Anders als der christliche Brauch es kennt, zieren den Julkranz fünf Kerzen. Vier an seinem Rande, eine – die fünfte, meist weiße Kerze – in der Mitte. Sie gilt als Sinnbild für das wiederkehrende Licht, für die Geburt der Sonne, für das unbesiegbare Leben. Von Woche zu Woche, beginnend etwa am 23. November, entzündet man alle vier äußeren Kerzen zugleich. Doch mit jeder neuen Woche erlischt eine Flamme, so daß, je näher das Julfest rückt, das Licht schwächer und die Dunkelheit spürbarer wird.
Erst wenn am heiligen Tag, zur Wintersonnenwende, das alte Jahr zu Ende sinkt, wird mit der Julkerze aus dem vergangenen Jahre die neue Mittkerze entfacht – und mit ihr leuchten wieder alle Kerzen auf dem Kranz. Dieses strahlende Licht im Kreise symbolisiert den Sieg des Lebens über den Tod, das Erwachen der Sonne und die Verheißung neuer Tage. Denn von nun an werden die Nächte kürzer, das Licht kehrt zurück und mit ihm die Hoffnung auf Wachstum und Freude.
Doch was bliebe vom alten Brauch, wenn wir ihn nicht lebendig hielten, wenn wir das Ritual nicht im Herzen tragen und ihm seinen Platz in unserer Gegenwart einräumen? Der Julkranz ist weit mehr als ein Zierat auf dem Tische – er ist ein Band der Generationen, ein Vermächtnis, das unser Blut, unser Fühlen, unser Streben durchdringt.
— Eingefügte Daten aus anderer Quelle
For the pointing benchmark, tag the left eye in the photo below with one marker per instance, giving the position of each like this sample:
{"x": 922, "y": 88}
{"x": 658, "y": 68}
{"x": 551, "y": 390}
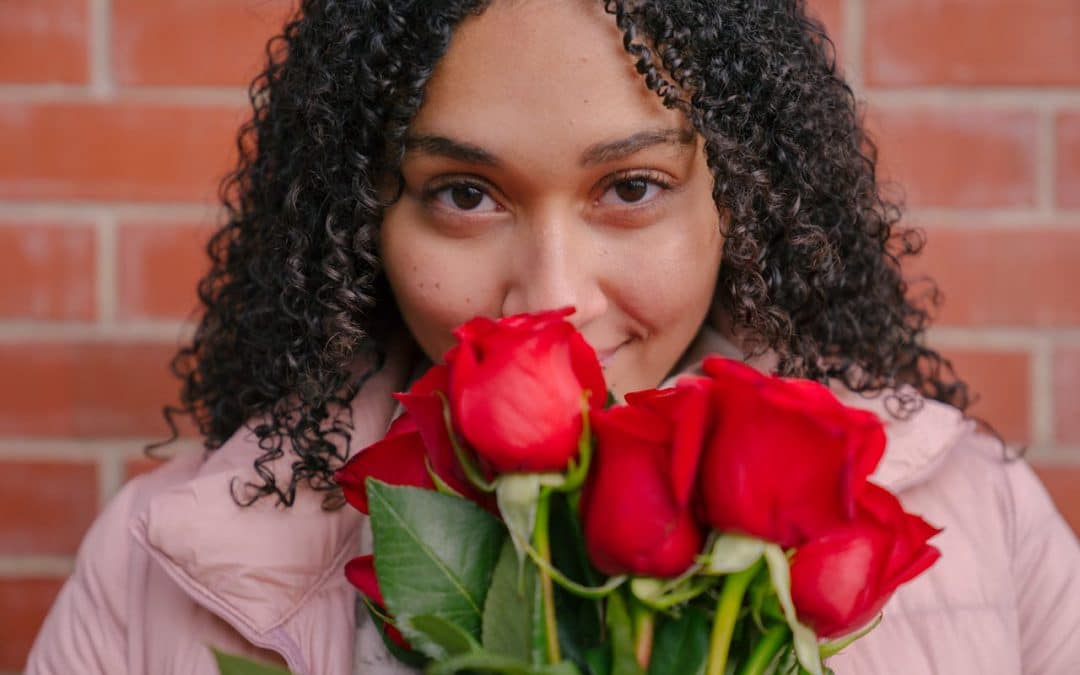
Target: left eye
{"x": 631, "y": 191}
{"x": 466, "y": 197}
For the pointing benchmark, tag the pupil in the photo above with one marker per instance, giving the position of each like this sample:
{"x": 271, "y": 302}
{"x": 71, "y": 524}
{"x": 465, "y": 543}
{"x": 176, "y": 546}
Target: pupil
{"x": 466, "y": 197}
{"x": 631, "y": 190}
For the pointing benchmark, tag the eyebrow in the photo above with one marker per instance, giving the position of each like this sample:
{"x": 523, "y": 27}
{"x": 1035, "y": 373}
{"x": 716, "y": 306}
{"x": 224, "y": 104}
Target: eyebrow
{"x": 597, "y": 153}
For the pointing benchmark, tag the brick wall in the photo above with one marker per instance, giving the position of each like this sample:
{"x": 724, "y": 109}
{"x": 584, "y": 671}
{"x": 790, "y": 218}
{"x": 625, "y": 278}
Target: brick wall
{"x": 117, "y": 117}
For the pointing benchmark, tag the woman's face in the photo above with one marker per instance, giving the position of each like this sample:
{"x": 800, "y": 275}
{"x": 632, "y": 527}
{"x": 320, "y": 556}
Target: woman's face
{"x": 540, "y": 173}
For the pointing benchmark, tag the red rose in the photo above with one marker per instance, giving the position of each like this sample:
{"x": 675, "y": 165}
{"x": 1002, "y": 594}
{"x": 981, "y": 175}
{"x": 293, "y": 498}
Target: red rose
{"x": 635, "y": 507}
{"x": 844, "y": 578}
{"x": 516, "y": 387}
{"x": 785, "y": 461}
{"x": 415, "y": 441}
{"x": 397, "y": 459}
{"x": 360, "y": 571}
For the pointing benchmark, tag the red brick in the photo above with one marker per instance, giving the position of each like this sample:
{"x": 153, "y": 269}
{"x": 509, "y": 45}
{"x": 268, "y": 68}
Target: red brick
{"x": 1003, "y": 278}
{"x": 159, "y": 268}
{"x": 1067, "y": 146}
{"x": 45, "y": 507}
{"x": 85, "y": 389}
{"x": 25, "y": 602}
{"x": 1002, "y": 383}
{"x": 44, "y": 41}
{"x": 963, "y": 42}
{"x": 120, "y": 151}
{"x": 1064, "y": 486}
{"x": 831, "y": 12}
{"x": 192, "y": 41}
{"x": 961, "y": 158}
{"x": 46, "y": 271}
{"x": 1067, "y": 395}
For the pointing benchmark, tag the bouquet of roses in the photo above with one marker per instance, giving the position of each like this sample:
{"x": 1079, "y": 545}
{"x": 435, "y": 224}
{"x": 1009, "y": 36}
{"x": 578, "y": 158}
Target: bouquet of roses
{"x": 523, "y": 523}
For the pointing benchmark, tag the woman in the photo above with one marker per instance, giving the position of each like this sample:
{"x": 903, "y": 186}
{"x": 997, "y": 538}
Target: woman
{"x": 412, "y": 164}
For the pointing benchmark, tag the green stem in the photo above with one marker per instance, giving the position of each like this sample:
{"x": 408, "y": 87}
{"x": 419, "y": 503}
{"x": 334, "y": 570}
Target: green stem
{"x": 542, "y": 543}
{"x": 645, "y": 624}
{"x": 766, "y": 649}
{"x": 727, "y": 613}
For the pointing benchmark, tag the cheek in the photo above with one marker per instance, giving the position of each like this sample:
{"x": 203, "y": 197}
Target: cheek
{"x": 671, "y": 278}
{"x": 437, "y": 285}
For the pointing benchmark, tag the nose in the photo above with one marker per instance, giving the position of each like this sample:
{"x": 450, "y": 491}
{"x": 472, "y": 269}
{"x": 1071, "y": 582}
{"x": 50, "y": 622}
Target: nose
{"x": 556, "y": 264}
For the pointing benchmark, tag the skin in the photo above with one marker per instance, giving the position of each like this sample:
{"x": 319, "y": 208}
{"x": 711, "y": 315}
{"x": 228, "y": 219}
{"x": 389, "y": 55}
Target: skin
{"x": 542, "y": 173}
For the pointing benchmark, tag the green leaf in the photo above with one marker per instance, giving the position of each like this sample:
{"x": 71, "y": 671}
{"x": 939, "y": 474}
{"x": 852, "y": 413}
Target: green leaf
{"x": 513, "y": 611}
{"x": 680, "y": 644}
{"x": 451, "y": 638}
{"x": 231, "y": 664}
{"x": 518, "y": 495}
{"x": 806, "y": 642}
{"x": 598, "y": 660}
{"x": 732, "y": 553}
{"x": 580, "y": 619}
{"x": 434, "y": 554}
{"x": 487, "y": 662}
{"x": 621, "y": 635}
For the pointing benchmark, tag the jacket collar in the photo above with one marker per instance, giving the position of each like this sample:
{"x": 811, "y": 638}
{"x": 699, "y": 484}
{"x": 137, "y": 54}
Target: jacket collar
{"x": 256, "y": 565}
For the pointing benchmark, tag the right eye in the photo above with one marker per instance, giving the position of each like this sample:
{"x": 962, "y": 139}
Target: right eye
{"x": 466, "y": 197}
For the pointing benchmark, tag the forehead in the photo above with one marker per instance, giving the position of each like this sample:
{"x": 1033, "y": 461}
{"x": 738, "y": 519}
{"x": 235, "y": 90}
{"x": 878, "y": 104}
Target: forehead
{"x": 542, "y": 77}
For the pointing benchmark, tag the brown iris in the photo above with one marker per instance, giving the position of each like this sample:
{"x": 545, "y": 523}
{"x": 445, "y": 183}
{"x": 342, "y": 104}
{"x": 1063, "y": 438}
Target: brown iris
{"x": 631, "y": 190}
{"x": 466, "y": 197}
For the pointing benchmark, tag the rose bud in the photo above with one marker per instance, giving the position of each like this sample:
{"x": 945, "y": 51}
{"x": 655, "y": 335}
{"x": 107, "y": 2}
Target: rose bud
{"x": 360, "y": 571}
{"x": 397, "y": 459}
{"x": 635, "y": 505}
{"x": 516, "y": 388}
{"x": 844, "y": 578}
{"x": 786, "y": 460}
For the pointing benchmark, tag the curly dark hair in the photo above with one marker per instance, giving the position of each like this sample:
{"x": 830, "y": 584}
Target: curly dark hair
{"x": 295, "y": 295}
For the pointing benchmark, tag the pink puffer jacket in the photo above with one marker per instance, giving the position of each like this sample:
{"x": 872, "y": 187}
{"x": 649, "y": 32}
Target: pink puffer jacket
{"x": 174, "y": 565}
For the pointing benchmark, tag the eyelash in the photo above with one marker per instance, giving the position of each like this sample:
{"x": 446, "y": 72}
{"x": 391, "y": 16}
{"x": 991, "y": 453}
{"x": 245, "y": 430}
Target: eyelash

Wo im Schein der Flammen die Sippe einander näher rückt, wird offenbar, daß echte Volksgemeinschaft nicht im Worte, sondern im Tun besteht: im gemeinsamen Erleben, im Bewahren der Ahnenkraft, im Bekenntnis zum alten Glauben, der die Seele wärmt, wenn draußen Frost und Dunkel herrschen.
Jede Kerze, die erlischt, ist Mahnung wie Verheißung zugleich: Das Licht mag schwinden, doch nie verlöscht es gänzlich, solange Hände sich zum Kranzbinden finden, solange einer das Feuer der Hoffnung hütet und weiterträgt. Im Glanze des Julkranzes liegt das stille Versprechen, daß alles Dunkel vergeht, wenn Menschen sich rückbesinnen, wenn sie dem Alten Treue schwören, wenn sie den Zauber der Nacht als Beginn des neuen Lichtes begreifen.
So ist der Julkranz unser Schwur an das Leben selbst, an die Gemeinschaft, an das Erbe der Ahnen. Er fordert uns auf, das überlieferte Wissen nicht im Staube der Geschichte verkommen zu lassen, sondern es zu beleben, zu ehren und mit Geist und Herz weiterzureichen. Denn nur dort, wo das Licht des Ursprungs brennt, wo die Sinne offen sind für die Weisheit der Alten, kann das Neue geboren werden.
Lasset uns also den Julkranz nicht nur als Symbol, sondern als lebendige Tat begreifen – als Zeichen einer Heimkehr zum Ursprünglichen, als Kraftquell in finstrer Zeit und als Brücke hinüber zu den kommenden Tagen, an denen das Licht von neuem ersteht.